Even more perplexing is that after al-Mutamid was ousted as King and sent into political exile, he spent his time writing poetry passionately emulating Ibn Hazm, the man he personally humiliated and whose writings he persecuted. One can almost envision al-Mutamid wandering penniless throughout the gardens of Morocco, where he was exiled, filled with regret. We can only draw assumptions from history, but it seems obvious that al-Mutamid was terrified of the gift of Ibn Hazm’s words.

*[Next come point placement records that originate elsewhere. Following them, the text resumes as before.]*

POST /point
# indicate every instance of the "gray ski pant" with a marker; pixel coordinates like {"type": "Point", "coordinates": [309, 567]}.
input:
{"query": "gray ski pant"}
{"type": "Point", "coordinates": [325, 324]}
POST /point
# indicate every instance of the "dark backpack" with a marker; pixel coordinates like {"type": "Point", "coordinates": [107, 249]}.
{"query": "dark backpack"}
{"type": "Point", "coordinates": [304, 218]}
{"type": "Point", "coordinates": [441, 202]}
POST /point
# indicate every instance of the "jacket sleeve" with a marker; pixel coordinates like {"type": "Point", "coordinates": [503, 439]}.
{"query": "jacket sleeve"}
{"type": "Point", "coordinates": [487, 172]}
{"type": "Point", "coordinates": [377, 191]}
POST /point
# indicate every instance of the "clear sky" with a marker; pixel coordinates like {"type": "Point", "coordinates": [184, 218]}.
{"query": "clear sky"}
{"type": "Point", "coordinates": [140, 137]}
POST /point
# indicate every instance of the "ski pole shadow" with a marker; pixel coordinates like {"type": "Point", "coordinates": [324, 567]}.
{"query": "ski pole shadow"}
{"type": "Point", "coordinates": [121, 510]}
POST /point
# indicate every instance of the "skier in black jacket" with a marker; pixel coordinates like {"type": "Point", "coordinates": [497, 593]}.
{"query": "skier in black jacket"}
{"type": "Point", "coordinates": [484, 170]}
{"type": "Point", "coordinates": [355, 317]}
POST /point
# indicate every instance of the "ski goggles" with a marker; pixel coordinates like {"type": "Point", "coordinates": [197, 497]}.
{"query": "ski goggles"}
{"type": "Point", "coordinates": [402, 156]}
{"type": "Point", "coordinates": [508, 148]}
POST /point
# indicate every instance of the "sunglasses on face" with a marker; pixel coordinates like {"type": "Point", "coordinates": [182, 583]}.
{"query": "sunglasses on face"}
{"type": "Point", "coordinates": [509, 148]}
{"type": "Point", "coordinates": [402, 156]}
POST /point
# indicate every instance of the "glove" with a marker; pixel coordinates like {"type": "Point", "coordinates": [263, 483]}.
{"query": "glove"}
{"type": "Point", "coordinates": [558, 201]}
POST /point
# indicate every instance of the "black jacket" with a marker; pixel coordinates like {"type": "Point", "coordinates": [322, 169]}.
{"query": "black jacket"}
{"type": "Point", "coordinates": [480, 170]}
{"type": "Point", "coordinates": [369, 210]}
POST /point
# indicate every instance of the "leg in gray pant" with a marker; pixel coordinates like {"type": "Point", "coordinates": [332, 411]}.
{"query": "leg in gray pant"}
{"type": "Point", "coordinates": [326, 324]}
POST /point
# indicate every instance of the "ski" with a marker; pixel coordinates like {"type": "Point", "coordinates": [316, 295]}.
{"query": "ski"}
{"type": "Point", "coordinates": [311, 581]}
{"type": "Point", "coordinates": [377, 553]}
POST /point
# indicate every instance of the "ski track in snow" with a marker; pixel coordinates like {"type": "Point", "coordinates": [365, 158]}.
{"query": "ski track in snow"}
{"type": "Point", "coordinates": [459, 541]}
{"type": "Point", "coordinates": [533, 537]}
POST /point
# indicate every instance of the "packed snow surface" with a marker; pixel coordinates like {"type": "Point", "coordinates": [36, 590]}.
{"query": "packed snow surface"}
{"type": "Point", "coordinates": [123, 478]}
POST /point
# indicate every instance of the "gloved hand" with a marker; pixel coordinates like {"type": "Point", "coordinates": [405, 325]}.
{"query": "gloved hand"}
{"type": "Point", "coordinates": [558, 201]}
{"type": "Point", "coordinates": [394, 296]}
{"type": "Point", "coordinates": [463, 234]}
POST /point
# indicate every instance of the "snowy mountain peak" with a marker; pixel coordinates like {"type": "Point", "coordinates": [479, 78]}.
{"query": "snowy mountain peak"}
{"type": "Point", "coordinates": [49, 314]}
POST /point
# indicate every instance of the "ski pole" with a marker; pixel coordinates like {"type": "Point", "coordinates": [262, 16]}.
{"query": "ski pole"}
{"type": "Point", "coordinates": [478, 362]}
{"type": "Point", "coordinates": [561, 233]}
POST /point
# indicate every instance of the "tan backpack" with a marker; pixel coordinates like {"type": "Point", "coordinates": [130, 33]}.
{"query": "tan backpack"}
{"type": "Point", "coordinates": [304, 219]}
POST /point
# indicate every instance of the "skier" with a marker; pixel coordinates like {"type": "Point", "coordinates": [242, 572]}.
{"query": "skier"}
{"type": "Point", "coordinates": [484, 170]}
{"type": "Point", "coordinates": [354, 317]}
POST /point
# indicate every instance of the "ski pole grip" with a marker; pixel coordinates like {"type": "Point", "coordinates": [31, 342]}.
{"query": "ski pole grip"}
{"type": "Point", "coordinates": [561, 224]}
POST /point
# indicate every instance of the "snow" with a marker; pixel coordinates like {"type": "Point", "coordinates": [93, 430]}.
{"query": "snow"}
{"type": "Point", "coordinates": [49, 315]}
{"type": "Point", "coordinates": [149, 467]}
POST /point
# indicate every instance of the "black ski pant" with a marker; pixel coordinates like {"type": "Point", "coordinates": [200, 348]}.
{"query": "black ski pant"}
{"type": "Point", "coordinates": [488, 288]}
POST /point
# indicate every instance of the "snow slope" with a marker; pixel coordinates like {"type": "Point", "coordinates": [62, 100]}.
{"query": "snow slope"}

With the advent of digital books, a new form of biblioclasm is in our midst. That the book may not live too far into this millennia is sobering. As of the end of last year eBooks actually outsold paper books on Amazon, the worlds largest online book retailer. Purists, and I can be accused of being one myself, find the idea abhorrent. There are plenty of arguments in favor of the end to the book as an object. Consider, for instance, in 2007 it was estimated that around 3 billion books were sold each year which turns out to be around 400,000 trees. That is a lot of stuff and a lot of trees. Yet, we are still drawn to the experience of a book in our hands.
Reading a book is a private action. Alone the reader dives into whatever world provided by the author and illuminated in their own imagination. Some stories stay with a person for a lifetime, and some are flushed away immediately. This relationship with stories transfers to the objects themselves and thus some books, rare or sentimental, are kept for the duration of the owner’s lifetime. Some collect obsessively regardless of value, and some don’t care for the book at all once they have finished reading it. One’s relationship with books is personal, like the stories.
In his famous essay “Unpacking My Library”, Walter Benjamin explores books as objects in relation to a collector and various ways one obtains the objects. At one point Benjamin describes each book in his collection as a “chaos of memories”, or a compilation of moments during the life of the collector linking each book to its acquirement. The owner of the book inadvertently creates a loose personal timeline of biography seen through the act of surrounding themselves with objects, lining the walls of their home with various pinpointed moments of their lifetime.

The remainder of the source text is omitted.